Minor crossings can survive even monotone clipping. We eliminate them with the rearrangement operator of Chernozhukov, Fernández-Val, and Galichon (2010): sorting the multiset of clipped values per series and reassigning them to quantile labels in strictly increasing order removes all crossings while preserving the empirical distribution without systematic shift.

3.3 Smooth on-ramp ensembling

We blend the lightweight model and the TFT across three history tiers to avoid discontinuities in capital offers as merchants accumulate data:

  • < 12 months: lightweight model only. Short sequences offer the TFT no predictive advantage while adding compute and extrapolation risk.
  • 12–24 months: a convex combination of the two, weighted dynamically by context length. Because TFT accuracy rises monotonically with context, shifting weight linearly toward it tracks the model’s real performance ramp and prevents step-changes in offer sizing at the 12-month threshold.
  • > 24 months: pure TFT, where its empirical advantage is largest.

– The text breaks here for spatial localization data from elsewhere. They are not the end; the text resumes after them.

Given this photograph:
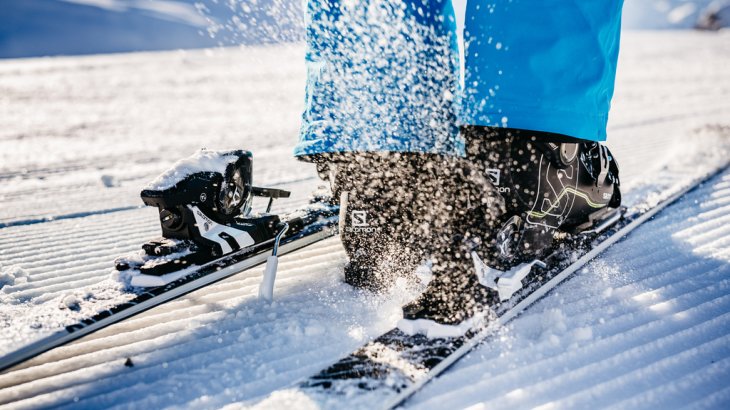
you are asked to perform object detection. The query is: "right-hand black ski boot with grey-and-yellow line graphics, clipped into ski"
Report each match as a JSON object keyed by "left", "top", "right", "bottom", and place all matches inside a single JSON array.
[{"left": 399, "top": 127, "right": 621, "bottom": 336}]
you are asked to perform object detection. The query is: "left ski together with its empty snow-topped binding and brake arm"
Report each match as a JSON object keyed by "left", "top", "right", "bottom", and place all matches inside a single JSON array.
[{"left": 0, "top": 150, "right": 339, "bottom": 371}]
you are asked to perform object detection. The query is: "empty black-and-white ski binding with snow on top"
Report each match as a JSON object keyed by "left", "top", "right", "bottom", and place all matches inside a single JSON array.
[{"left": 115, "top": 150, "right": 290, "bottom": 286}]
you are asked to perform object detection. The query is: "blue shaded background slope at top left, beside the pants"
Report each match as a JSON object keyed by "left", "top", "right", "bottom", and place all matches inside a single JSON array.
[{"left": 0, "top": 0, "right": 303, "bottom": 58}]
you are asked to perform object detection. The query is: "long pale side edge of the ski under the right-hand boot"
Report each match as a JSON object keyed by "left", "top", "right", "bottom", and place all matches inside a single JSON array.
[{"left": 380, "top": 161, "right": 730, "bottom": 410}]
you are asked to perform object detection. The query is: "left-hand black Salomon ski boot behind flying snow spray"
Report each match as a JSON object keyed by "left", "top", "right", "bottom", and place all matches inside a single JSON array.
[{"left": 317, "top": 153, "right": 446, "bottom": 291}]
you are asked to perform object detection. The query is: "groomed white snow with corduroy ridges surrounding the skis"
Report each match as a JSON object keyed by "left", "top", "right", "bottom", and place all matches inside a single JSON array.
[{"left": 0, "top": 31, "right": 730, "bottom": 409}]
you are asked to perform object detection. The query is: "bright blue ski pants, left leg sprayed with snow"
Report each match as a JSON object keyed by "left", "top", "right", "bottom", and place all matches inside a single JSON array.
[{"left": 294, "top": 0, "right": 623, "bottom": 156}]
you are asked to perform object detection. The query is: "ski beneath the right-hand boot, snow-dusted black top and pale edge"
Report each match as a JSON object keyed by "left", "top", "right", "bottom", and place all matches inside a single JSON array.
[{"left": 267, "top": 164, "right": 728, "bottom": 408}]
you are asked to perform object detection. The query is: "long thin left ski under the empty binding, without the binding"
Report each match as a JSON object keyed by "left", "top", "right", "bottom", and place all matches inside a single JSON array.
[{"left": 0, "top": 204, "right": 339, "bottom": 370}]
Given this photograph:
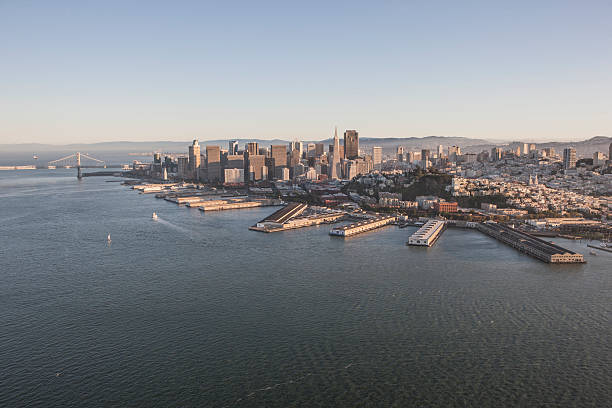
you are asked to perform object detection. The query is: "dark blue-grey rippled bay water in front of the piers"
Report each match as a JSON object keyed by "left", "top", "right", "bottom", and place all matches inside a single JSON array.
[{"left": 0, "top": 170, "right": 612, "bottom": 407}]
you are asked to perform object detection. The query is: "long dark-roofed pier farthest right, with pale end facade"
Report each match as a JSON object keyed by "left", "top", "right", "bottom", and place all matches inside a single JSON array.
[{"left": 476, "top": 222, "right": 585, "bottom": 263}]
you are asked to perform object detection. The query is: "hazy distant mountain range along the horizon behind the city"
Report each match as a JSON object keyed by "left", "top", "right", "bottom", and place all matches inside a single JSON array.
[{"left": 0, "top": 136, "right": 612, "bottom": 165}]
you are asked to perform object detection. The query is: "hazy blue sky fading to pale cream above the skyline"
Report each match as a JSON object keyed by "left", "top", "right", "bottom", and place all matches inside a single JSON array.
[{"left": 0, "top": 0, "right": 612, "bottom": 143}]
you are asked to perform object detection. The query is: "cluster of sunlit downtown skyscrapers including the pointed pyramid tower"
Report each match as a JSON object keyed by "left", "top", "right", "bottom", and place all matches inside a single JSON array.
[{"left": 152, "top": 130, "right": 382, "bottom": 185}]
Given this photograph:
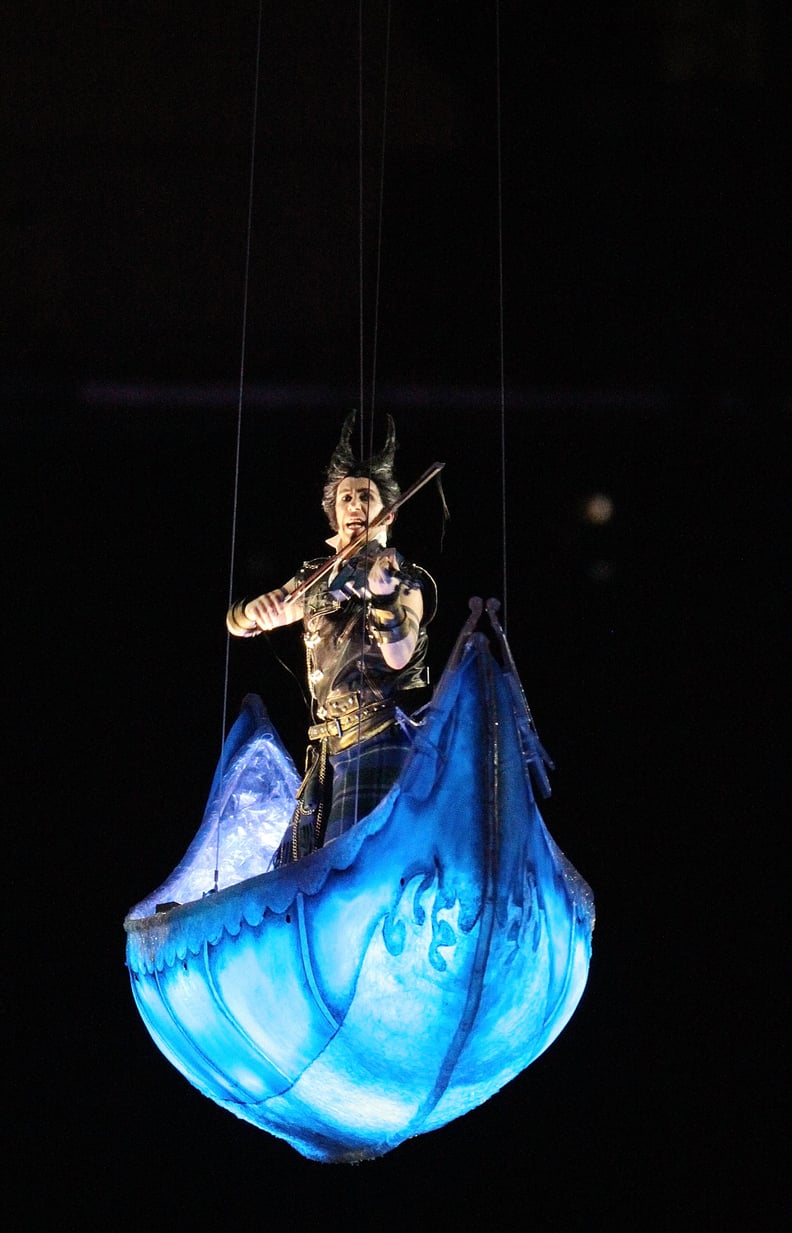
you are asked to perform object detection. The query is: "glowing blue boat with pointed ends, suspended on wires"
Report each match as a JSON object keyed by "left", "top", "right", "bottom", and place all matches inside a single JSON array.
[{"left": 125, "top": 600, "right": 593, "bottom": 1161}]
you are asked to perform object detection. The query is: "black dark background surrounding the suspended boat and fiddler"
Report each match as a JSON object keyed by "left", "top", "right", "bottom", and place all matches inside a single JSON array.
[{"left": 0, "top": 0, "right": 790, "bottom": 1231}]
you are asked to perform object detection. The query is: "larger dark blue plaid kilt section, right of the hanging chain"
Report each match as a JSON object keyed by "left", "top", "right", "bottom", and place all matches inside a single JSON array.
[{"left": 324, "top": 724, "right": 412, "bottom": 843}]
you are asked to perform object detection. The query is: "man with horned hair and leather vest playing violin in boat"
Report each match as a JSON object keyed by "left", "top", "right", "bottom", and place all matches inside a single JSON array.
[{"left": 226, "top": 412, "right": 437, "bottom": 866}]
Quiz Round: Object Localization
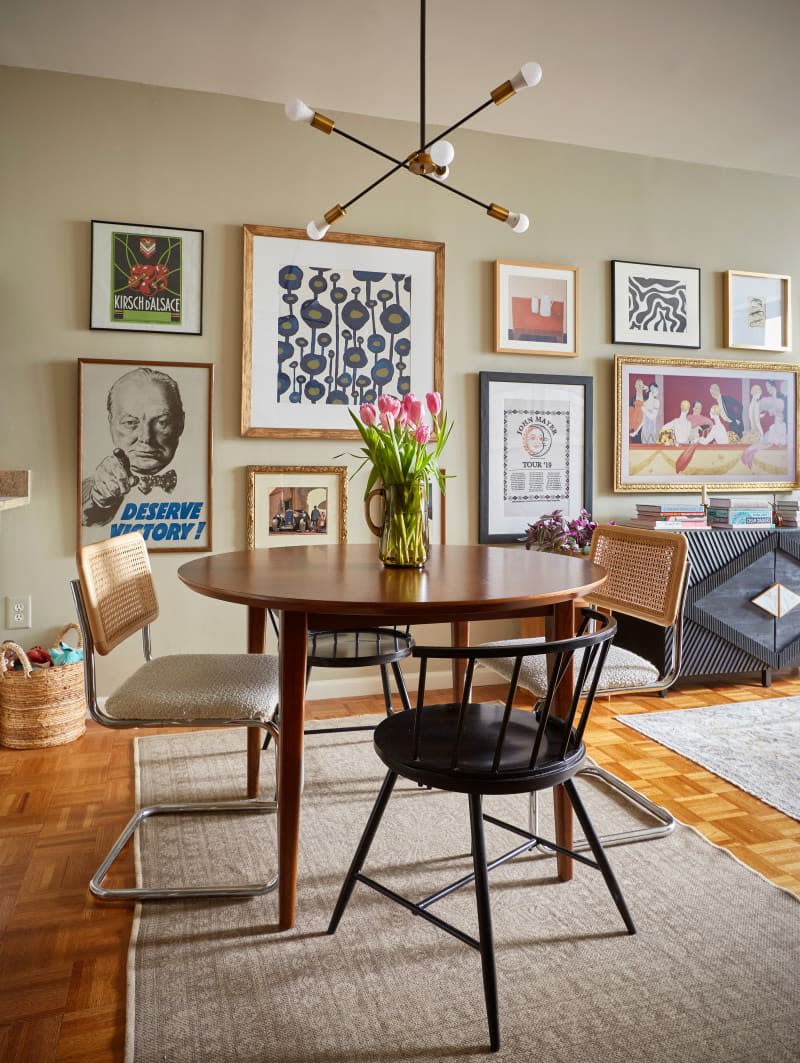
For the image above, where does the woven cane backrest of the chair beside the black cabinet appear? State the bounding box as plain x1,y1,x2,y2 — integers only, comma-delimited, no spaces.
588,524,688,627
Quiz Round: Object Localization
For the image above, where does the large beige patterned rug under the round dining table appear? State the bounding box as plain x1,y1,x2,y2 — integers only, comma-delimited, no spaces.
126,718,800,1063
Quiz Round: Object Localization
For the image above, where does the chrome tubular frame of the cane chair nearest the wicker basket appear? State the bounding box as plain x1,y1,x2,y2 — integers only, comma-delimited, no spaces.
70,537,278,901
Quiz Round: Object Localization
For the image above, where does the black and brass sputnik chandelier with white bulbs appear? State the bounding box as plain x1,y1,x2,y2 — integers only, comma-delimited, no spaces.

4. Looking ahead: Scaling deep learning safely

Monthly granularity shrinks sequences ~30x and attention work by ~900x. Downstream, the copula-based aggregation step replaces hundreds of millions daily GPU forward passes with a lightweight CPU step, and quasi-Monte Carlo matches the precision of 1,000 random draws with just 128. Compounded, these choices serve hundreds of millions of daily forecasts in under an hour on a single A10 GPU.

Putting a transformer like ParaFormer into production means solving statistical robustness and compute efficiency simultaneously. The system above is the product of a co-designed stack in which Parafin’s data science and engineering teams optimize algorithm and infrastructure concurrently across billions of daily inputs, a million-plus merchants, sub-hour population-scale inference.

The pipeline establishes a reusable blueprint: state-of-the-art deep learning can be deployed safely, efficiently, and at population scale in a regulated credit setting. As Parafin extends its underwriting capabilities across the embedded-lending partner ecosystem, this architecture is the template for reliable, real-time capital movement. If work like this excites you, we are hiring!

References

Chernozhukov, V., Fernández-Val, I., & Galichon, A. (2010). Quantile and probability curves without crossing. Econometrica, 78(3), 1093–1125.

Lim, B., Arık, S. Ö., Loeff, N., & Pfister, T. (2019). Temporal Fusion Transformers for interpretable multi-horizon time series forecasting. arXiv:1912.09363.